The Daily Challenge had led the attack by publishing the name of the victim, and the major media, which brought their formidable powers to bear, instantly vilified the paper. How dare we make Meili’s name public? An avalanche of calls to appear on daytime television news, talk radio stations, and a sudden interest in the Black media followed, and in every case we were called clearly to face the cauldron of white anger.

For me, however, as editor naming the woman was an easy call.

The white press had fired the first volley on victim disclosure two years earlier when 17-year-old Tawana Brawley, a Black teenager in Peekskill, New York, was found bound and gagged in a garbage bag on an isolated lot near her home in upstate New York. The teenager had been smeared with feces, and had racist graffiti scrawled over her body. Before any investigation had been properly put in place as to the facts of the case, the white media had placed young Tawana Brawley’s name and face into the public domain. No claims of inadvertent error or apologies were to come.

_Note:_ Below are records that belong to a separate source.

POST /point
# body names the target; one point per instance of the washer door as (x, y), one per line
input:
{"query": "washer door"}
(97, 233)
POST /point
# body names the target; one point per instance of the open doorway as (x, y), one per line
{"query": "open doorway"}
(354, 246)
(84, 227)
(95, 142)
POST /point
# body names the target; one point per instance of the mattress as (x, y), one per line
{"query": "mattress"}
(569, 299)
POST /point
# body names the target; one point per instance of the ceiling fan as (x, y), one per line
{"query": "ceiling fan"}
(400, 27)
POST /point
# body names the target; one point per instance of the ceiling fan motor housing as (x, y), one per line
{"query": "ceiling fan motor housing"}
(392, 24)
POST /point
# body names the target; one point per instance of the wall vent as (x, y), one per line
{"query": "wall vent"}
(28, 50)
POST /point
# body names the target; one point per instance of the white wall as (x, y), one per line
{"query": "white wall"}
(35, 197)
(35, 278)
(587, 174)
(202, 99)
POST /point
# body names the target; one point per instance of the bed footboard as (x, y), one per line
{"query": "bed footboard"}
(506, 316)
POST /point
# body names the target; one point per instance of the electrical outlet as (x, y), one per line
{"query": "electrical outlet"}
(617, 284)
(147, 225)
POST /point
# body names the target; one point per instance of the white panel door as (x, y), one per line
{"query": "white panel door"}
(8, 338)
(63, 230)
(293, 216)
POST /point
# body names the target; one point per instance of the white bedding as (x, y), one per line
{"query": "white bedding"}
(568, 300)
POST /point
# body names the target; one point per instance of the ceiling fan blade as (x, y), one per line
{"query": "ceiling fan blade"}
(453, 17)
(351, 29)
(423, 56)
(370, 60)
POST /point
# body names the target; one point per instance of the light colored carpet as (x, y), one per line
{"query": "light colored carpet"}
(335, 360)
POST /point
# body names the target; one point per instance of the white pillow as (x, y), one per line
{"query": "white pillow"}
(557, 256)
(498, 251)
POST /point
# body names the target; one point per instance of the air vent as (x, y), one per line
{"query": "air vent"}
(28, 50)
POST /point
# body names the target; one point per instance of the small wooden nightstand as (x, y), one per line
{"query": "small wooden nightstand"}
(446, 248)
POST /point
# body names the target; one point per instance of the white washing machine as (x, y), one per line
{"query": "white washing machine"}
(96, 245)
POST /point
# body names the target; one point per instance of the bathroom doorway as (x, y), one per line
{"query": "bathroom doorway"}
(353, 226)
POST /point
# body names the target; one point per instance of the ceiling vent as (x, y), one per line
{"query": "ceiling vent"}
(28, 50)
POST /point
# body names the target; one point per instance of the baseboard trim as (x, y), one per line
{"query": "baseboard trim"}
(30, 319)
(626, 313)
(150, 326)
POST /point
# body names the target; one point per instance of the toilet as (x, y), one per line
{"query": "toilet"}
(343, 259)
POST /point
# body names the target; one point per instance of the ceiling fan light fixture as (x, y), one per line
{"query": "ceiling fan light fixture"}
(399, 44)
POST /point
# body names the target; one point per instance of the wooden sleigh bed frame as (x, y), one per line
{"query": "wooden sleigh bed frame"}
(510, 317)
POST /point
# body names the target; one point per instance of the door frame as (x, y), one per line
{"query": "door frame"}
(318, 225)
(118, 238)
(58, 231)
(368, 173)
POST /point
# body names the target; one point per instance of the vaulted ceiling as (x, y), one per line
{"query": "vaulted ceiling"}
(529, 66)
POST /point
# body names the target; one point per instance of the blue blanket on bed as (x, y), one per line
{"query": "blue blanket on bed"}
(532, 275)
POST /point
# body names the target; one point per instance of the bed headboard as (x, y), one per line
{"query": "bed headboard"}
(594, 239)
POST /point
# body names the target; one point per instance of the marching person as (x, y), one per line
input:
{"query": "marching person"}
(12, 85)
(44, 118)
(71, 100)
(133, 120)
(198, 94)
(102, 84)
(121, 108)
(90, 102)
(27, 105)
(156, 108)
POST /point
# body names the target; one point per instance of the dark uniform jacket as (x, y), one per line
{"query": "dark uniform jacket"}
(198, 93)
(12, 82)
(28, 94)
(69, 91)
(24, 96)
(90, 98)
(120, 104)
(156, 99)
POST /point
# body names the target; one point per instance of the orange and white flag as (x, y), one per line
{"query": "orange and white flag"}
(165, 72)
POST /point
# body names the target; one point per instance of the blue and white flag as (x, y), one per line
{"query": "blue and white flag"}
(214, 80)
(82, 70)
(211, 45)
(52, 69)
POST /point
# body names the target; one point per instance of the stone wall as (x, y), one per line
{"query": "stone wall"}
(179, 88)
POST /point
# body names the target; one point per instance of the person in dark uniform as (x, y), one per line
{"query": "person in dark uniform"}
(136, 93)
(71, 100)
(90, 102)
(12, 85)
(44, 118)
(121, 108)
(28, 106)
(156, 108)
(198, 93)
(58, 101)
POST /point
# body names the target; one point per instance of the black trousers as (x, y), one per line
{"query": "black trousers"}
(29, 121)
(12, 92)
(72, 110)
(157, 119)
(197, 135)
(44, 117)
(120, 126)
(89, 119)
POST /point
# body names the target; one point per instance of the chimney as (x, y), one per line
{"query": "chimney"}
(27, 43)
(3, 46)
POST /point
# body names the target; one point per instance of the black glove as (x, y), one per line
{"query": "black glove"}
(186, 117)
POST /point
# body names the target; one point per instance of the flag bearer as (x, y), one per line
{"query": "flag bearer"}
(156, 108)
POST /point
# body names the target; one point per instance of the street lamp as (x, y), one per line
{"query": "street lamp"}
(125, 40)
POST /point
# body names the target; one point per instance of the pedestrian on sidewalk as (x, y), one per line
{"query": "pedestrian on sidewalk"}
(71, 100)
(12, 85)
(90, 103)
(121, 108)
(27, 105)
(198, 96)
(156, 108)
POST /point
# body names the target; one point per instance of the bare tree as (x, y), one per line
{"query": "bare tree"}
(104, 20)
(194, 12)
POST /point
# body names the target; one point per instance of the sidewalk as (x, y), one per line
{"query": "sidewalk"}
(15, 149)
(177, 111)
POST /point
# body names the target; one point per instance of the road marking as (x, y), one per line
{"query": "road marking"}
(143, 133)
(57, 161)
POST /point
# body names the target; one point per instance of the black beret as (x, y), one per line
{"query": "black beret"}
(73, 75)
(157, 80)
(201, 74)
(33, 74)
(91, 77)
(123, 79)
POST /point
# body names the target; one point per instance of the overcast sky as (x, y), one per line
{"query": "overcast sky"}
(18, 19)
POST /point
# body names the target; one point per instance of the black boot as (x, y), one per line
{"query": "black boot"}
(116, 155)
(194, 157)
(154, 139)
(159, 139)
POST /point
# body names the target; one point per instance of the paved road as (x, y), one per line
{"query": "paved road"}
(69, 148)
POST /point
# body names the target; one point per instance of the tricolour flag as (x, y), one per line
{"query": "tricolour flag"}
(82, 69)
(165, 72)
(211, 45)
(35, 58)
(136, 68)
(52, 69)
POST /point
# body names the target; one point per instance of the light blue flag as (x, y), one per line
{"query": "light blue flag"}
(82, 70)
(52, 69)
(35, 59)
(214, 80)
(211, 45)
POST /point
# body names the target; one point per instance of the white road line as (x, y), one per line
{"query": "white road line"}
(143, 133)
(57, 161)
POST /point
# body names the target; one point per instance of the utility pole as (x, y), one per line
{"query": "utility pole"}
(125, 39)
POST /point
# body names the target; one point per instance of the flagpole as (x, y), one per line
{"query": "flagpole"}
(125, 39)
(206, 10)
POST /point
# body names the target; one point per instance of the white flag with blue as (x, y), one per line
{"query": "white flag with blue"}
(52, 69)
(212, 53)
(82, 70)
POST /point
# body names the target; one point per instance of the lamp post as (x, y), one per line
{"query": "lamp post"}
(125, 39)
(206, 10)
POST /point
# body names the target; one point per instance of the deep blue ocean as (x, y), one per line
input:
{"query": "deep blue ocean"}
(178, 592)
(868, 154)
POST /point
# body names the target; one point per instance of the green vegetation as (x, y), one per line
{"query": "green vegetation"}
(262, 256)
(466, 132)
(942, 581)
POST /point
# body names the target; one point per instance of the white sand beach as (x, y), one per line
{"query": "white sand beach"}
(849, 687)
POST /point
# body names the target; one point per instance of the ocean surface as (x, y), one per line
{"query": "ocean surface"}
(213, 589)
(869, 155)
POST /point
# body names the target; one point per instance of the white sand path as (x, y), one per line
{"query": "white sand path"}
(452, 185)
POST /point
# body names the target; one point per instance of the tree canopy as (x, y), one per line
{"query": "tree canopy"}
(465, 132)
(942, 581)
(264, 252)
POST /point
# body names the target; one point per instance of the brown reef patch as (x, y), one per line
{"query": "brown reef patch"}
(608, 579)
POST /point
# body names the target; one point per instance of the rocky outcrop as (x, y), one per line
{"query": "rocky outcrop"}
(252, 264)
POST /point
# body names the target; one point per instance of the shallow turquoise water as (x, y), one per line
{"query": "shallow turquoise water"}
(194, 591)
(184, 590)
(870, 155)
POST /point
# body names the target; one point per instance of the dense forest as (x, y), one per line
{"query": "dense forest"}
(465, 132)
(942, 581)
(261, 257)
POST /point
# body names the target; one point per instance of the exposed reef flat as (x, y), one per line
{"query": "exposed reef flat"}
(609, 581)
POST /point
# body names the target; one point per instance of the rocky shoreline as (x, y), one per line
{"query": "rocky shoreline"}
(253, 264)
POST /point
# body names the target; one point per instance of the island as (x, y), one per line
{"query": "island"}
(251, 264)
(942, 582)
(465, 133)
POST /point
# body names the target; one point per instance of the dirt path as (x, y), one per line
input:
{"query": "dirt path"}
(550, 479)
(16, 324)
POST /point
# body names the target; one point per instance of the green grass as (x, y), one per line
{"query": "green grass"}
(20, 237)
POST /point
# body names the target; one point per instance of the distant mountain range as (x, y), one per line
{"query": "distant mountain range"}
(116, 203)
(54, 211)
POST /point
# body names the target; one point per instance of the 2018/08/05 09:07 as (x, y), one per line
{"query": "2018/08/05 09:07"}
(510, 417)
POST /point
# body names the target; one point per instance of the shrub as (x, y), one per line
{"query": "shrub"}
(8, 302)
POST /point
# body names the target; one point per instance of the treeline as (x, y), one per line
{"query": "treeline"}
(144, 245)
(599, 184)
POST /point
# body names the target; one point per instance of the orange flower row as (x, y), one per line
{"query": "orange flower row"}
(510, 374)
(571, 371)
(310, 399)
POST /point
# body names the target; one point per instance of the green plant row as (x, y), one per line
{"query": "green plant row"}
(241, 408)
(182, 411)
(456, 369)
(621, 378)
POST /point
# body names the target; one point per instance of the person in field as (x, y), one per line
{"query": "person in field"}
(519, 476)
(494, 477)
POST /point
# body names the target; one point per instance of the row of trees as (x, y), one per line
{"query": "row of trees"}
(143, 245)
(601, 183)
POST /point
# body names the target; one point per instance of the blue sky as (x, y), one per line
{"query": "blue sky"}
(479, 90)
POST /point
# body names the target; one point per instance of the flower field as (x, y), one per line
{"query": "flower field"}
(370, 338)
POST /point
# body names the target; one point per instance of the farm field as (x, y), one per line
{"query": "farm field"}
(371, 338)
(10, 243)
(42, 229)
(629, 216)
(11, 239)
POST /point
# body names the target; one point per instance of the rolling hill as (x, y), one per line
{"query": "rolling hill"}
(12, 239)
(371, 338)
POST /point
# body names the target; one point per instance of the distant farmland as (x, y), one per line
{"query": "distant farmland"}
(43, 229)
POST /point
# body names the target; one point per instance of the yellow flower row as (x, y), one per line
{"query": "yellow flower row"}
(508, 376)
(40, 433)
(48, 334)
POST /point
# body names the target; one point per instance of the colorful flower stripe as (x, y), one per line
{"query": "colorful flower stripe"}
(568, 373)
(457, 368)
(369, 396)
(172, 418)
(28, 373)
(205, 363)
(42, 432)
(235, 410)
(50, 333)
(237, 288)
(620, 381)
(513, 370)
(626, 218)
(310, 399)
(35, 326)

That the Brawley case was after a long investigation determined to be fabricated and that the teenager had staged her own abduction, was beside the point. Young Tawana Brawley had not been afforded the benefit of a sex crime victim and having her identity protected. White media felt no compunction to apply such standards to a young Black girl and she was treated as meat in the marketplace. Therefore, if white New York felt it had ownership and the prerogative to alter the rules when it came to people of color, then, conversely, so too did the Black press.

In the case of the “Central Park Five,” The New York Times, Daily News and other mainstream tabloids had no ethical problems in accepting full-page ads to fill their pages and coffers, paid for by real estate developer Donald Trump demanding the death penalty for the five teenagers. And although one of the suspects was 14 at the time, and supposedly protected by juvenile laws, his name was routinely published. And so the torches of hate, bias and confrontation by the white press set the stage for a public lynching; marching with the mob were the DA’s office and New York City Police Department.

A snap consequence for publishing the victim’s name in the Black press was that whatever token advertising crumbs swept off Madison Avenue tables to the city’s Black media began to be pulled back, state and city RFPs and legal advertisements were suddenly, and curiously, withdrawn. Death threats to myself and family were frequent: in one instance the caller was able to mention my wife by name; bomb threats at the paper’s Brooklyn offices became a daily occurrence.

The history of Black America is coded: WHITE WOMAN, THE VICTIM; BLACK MALE, PERPETRATOR has always been an historical and flammable red flag, from the deep south to New York City, from Emmett Till to the Scottsboro Boys, it is in the DNA of bloody American racism.

It’s easy for Jim Dwyer to say in retrospect that he could have been a little more upfront, perhaps raised his voice to his own doubts, be more diligent; and maybe the editorial board of The New York Times, Daily News and others could have put ethics before profit in publishing and said no to Donald Trump’s brazen call for a lynching; and maybe the editors at the city’s white newspapers, and producers of the TV talk shows, and news departments, and the radio talk show hosts could have tempered their quests for ratings.

But none of this happened.

I may not have seen the DuVernay film, nor the Burns’ documentary, nor will I see Oprah’s sit down with the five men. But I have had a front seat to this sordid chapter of New York City history, and I might add it was not the most comfortable seat in the house.

Dawad Wayne Philip is the former editor of The Daily Challenge.